Ricerca chimica ed UE.

Luigi Campanella, già Presidente SCI

Una parte significativa del patrimonio europeo e della sua storia è nei risultati scientifici conseguiti, in particolare nel campo della chimica.

Nei secoli i chimici europei hanno sviluppato reti di esperienza e di teoria capaci di impattare su qualunque aspetto della vita di tutti i giorni, consentendo di affermare che l’Europa resta il leader della creazione di nuove conoscenze. Più di recente USA, Cina e Giappone sono divenuti potenze scientifiche con ambizioni di innovazione e di sviluppo scientifico. L’Europa spende in Ricerca e Sviluppo circa il 2,05% del PIL,con un impegno di arrivare al 3% nel 2020, poco probabile da rispettare, contro il 2,07% della Cina , ma ben indietro al 2,79 degli USA, al 3,29 del Giappone ed al 4,22 della Corea del Sud. In tale contesto EUCHEMS la Federazione delle Società Chimiche Europee ha apprezzato la nuova posizione del Parlamento Europeo rispetto al Programma Quadro di Ricerca,chiamato Horizon Europe, condiviso attraverso una serena e leale intesa con i governanti nazionali europei. La Commissione Europea ha proposto un budget di 100 miliardi di euro, ma il Parlamento lo ha portato a 120, sempre comunque al di sotto dei 180 richiesti dai Centri di Ricerca Europei, Università ed Organizzazioni dei Ricercatori. Le Scienze Chimiche sono centrali per la salute, l’ambiente, il clima, l’energia, l’agricoltura, gli alimenti.

La proposta per attivare delle Mission all’interno del P.Q., iniziative di grande profilo nei confronti delle richieste più pressanti dei cittadini europei, è quindi da considerare con interesse ed attenzione. Attraverso workshop focalizzati EUCHEMS ha dimostrato il ruolo concreto che le Scienze Chimiche possono giocare nel fornire consiglio e supporto alla politica. Mettendo insieme rappresentanti delle istituzioni europee, scienziati ed industriali, EUCHEMS offre una piattaforma sulla quale i punti di vista possono essere con successo condivisi e discussi.

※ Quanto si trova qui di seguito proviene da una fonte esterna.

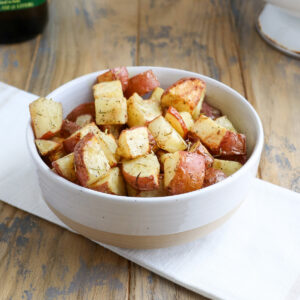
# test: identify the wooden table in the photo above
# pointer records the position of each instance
(39, 260)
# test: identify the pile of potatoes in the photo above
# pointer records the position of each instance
(168, 142)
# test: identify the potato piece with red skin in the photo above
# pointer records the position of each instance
(156, 94)
(187, 118)
(45, 146)
(68, 128)
(59, 152)
(197, 147)
(46, 118)
(87, 108)
(232, 144)
(152, 142)
(177, 122)
(159, 192)
(186, 94)
(227, 166)
(184, 172)
(65, 167)
(142, 84)
(90, 161)
(142, 172)
(134, 142)
(111, 183)
(84, 120)
(210, 111)
(219, 140)
(213, 176)
(70, 142)
(119, 73)
(167, 138)
(242, 159)
(140, 111)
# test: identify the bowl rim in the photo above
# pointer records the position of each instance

Uno dei workshop più recenti ha riguardato il dibattito sui potenziali rischi derivanti dall’uso del glifosato, come anche le più recenti misure innovative per fornire una cura contro il morbo di Parkinson.https://www.visualcapitalist.com/money-country-puts-r-d/

Il patrimonio culturale e scientifico dell’Europa si basa sul suo capitale umano e sulla collaborazione fra ricercatori di Paesi diversi, ciascuno di loro dimostrando esperienza di qualità nei rispettivi campi di ricerca. I Paesi Europei insieme possono con successo competere con la capacità di ricerca e di innovazione di Paesi come Stati Uniti e Cina. Uno dei maggiori risvolti del P.Q. è la possibilità di partecipazione ad esso di Paesi non Europei. In vista dell’applicazione del Brexit EUCHEMS è preoccupata per i pochi dettagli emersi sullo stato che sarà assegnato ai ricercatori inglesi nei progetti europei, consapevole del fatto che una maggiore collaborazione garantisce un esito scientifico di migliore qualità e di maggiore impatto sulla qualità della vita. Per questo grande attenzione viene prestata a tutte le iniziative che comportano mobilità e scambi con conferenze,seminari, progetti in collaborazione. Un ulteriore punto di attenzione è il dibattito su Open Science ed Open Access alle pubblicazioni scientifiche. Si tratta di nuovi approcci, certamente positivi per lo sviluppo della chimica europea, ma da percorrere con attenzione in quanto una transizione troppo rapida ad essi potrebbe danneggiare la scienza europea ed il suo rapporto con l’industria, ove non si tenga conto del contesto internazionale globale.

Rispetto a questi temi le singole Società Scientifiche possono fornire contributi preziosi.